Reflection: wearing a scarlet letter


Karen Xia

In the junior Honors American Literature class, students are all assigned to read The Scarlet Letter, in which the main character, Hester Prynne, is publically shamed for adultery. Consequently, she has to wear the red letter A to display her ignominy to the Puritan society. In order to analyze the book and better understand Hester’s experience, the class donned their own unique letters to showcase their flaws.

As a writer, I typically enjoy discussions about emotionally charged and exceedingly personal topics, so I looked forward to examining my own and other’s greatest flaws during our Scarlet Letter unit. It seemed to be a chance to verbalize my internal scrutiny without feeling like that archetypal melodramatic person who inundates every conversation with harrowing life stories, which always seem to end with some didactic conclusion where the narrator has finally completed or is making great progress on turning their life around.

When it came time for us to bear our own scarlet letters and show our flaws with eight by eleven inch, symbolically decorated letters, I expected a certain recognition from those at least somewhat familiar with me—the “oh yeah, she has that flaw, it’s pretty noticeable now that I think about it” response, conveyed in a way that suggests approbation for being accurately introspective, proceeded by a short discussion about past manifestations of my shortcoming.

        By the time I wore my letter on Monday, people were accustomed to the group of juniors wandering around school with their flaws clearly displayed. The few who asked about it were my friends, wondering what word I had chosen. But when I said that I was insecure, most of my friends and peers looked at me skeptically. It was as if Hester Prynne had embroidered an F for Fidelity—albeit, of course, garnering a much less severe reaction.

        Going into this activity, I didn’t want to choose a flaw that would make it seem like I was trying to conceal my most blatant limitations, which include control and narrow-mindedness. These, I decided, are external results of a more internally true but less overt flaw. Because of my insecurity, I put up a false front, and I don’t give much of myself away. I tend to equate admitting other’s strengths with demonstrating my own inadequacy, which makes me stubborn. Consequently, I have unrealistic expectations in terms of what I should be able to accomplish, and when I don’t achieve those goals, I often give up instead of trying harder, because trying harder would mean admitting and facing my imperfections rather than pretending they don’t exist.

        But when people typically think of insecurity, it comes with the image of someone who never speaks up in class and who hides behind a book to avoid being seen. Insecurity can present itself in such a manner, though like all flaws, the “symptoms” are different. During my conversations with friends and acquaintances, I was asked why I would choose that as my greatest flaw—I seem more than willing to express my opinions in class.

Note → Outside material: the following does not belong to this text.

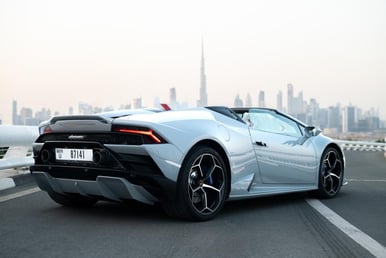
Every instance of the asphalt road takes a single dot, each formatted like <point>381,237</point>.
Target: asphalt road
<point>279,226</point>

        I probably grew more comfortable with my flaw at the end of the day, but in some ways I also wasn’t portraying my true flaw, at least not wholly. Hester Prynne may be an adulterer, like Emma Bovary and Henry Crawford, but equating the three sins would be a drastic oversimplification. “I’m insecure,” reveals about as much of me as “I’m human.” It is reassuring to know that everyone has flaws, but I realized—and even more importantly, internalized—how multifaceted all our characteristics our, and how inaccurate our perceptions of others can be.